May Sister Night be a tender and fierce companion.
May Longing lie down with you:
may you trace the curve of Desire's face.
and sleep in Memory's embrace.
May the spirits attend your dreaming
till absence gives way to flesh
and the shadows return your touch."
~Jan L. Richardson
As the days of Advent begin to envelop us, here in the Northern Hemisphere darkness is becoming the clothes we wear. On Tuesday I realized I had gone to work in darkness and come home in darkness. The daylight hours are becoming shorter and shorter as we march toward December 21st and the Winter Solstice when the light will begin returning in slow increments. We began this journey in June, the days getter darker, but we are only feeling its depth in these December days.
And so we have the privilege, I believe, of actually living the days of Advent as if the light of the world was slowly eeking away. Intellectually we know this is only a cycle of something much bigger than our human knowing. But the daily living of this darkness can allow us, if we are open to it, to sink into that darkness as we wait with expectation for the Light of the World. It is not without great genius that we celebrate Christmas so close to the time when the sun begins its returning light. If we are aware, we can actually experience the gift of light, not only in the story of Christmas, but also in how we walk through our ordinary days noticing light and shadow,warmth and cold.
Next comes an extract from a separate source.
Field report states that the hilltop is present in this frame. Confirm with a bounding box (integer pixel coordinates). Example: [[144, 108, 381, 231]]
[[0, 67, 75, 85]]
How do you allow the darkness to come into your life? How do you find comfort and hope in it? How do you allow the absence of light to nurture the spark of Spirit that lives and glows within you, within all? Darkness holds seeds and infants, chicks inside eggs and the birth of stars. Darkness can also hold all that is waiting to be born in us.
Today, I invite you to embrace the darkness and all that it holds forth. Soon its gifts will be bathed in light.
Darkness presents the moon and the stars, beautiful reminders that there are heavens to this earthly existence. I think of God more in the heavens of our moon, stars and planets than in the bright blue sky and white clouds.